Auto update table with correlated subquery

  • As always my weekend is stacked with fun family outings..

    But i will see if i have some time between Kids / basketball and finishing up some work. I will let you know.

    Jeff, i have read your articles about RBAR with great interest, and something tells me that you have a preferred solution. Just waiting to see if it is the corrrect one?

  • Thanks Hans, I appreciate the feedback... I had a great weekend, too. Heh... "Honey-Do" list and other labors of love.:D

    The reason I'm so adamant about testing this is I want to make a couple of points and maybe dispell a couple of myths in the process...
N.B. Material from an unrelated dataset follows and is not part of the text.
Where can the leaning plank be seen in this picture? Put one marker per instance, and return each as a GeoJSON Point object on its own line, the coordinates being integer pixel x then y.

    Two people said that the given Inner Join solution (so far) would probably run better than the correlated sub-query under the right conditions. The reason why they said that is because lot's of folks "know" that correlated sub-queries are a bit like cursors in that the correlation must be resolved for each row being updated (in this case). What they don't know is that because of they way they wrote the join, the "right conditions" will never exist for the inner join, as they wrote it, to beat the correlated sub-query.

    You, on the other hand, are wise in not listening to what everyone else "knows" and have recognized the fact that, like anything else, there is a time and place for everything... even certain generally accepted "taboos". The proof in the pudding is the testing I've done (I'll show that in a minute) and regardless of what type and order an index is put on the table, the correlated sub-query method you wrote always wins. Sometimes, not by much, but it always wins.

    So far, the only time the inner join method wins against the correlated subquery is when there is no index on the table.

    The problem is, and I've fought tooth and nail over this with many good people, is that proper indexing is not necessarily the best tool for performance. Under the "right conditions", one or the other code that has been posted, so far, wins the proverbial foot race and THAT'S THE REAL PROBLEM! YOU NEED THE RIGHT CONDITIONS for one or the other to win where performance counts!

    It's not always possible, but, whenever you see that you need to do something to a whole table, you need to look for a solution that runs well under any condition regardless of what the indexes are especially since the addition of indexes can cripple performance on high OLTP tables.

    This problem in this thread is a perfect example of what can happen if you look for such a solution. The code will usually be simpler and easier to read than any of the other solutions and, if ya get real lucky (you frequently will), you find that the "whole table" code will run equally as well with or without indexes. You'll see what i mean in my solution for this code when I show the test code.

    And, that's the fight I've been having with folks... the performance is in the code, no where else. Sure, the use of indexes can help the code, but writing the correct performance enabled code in the first place is the key to performance.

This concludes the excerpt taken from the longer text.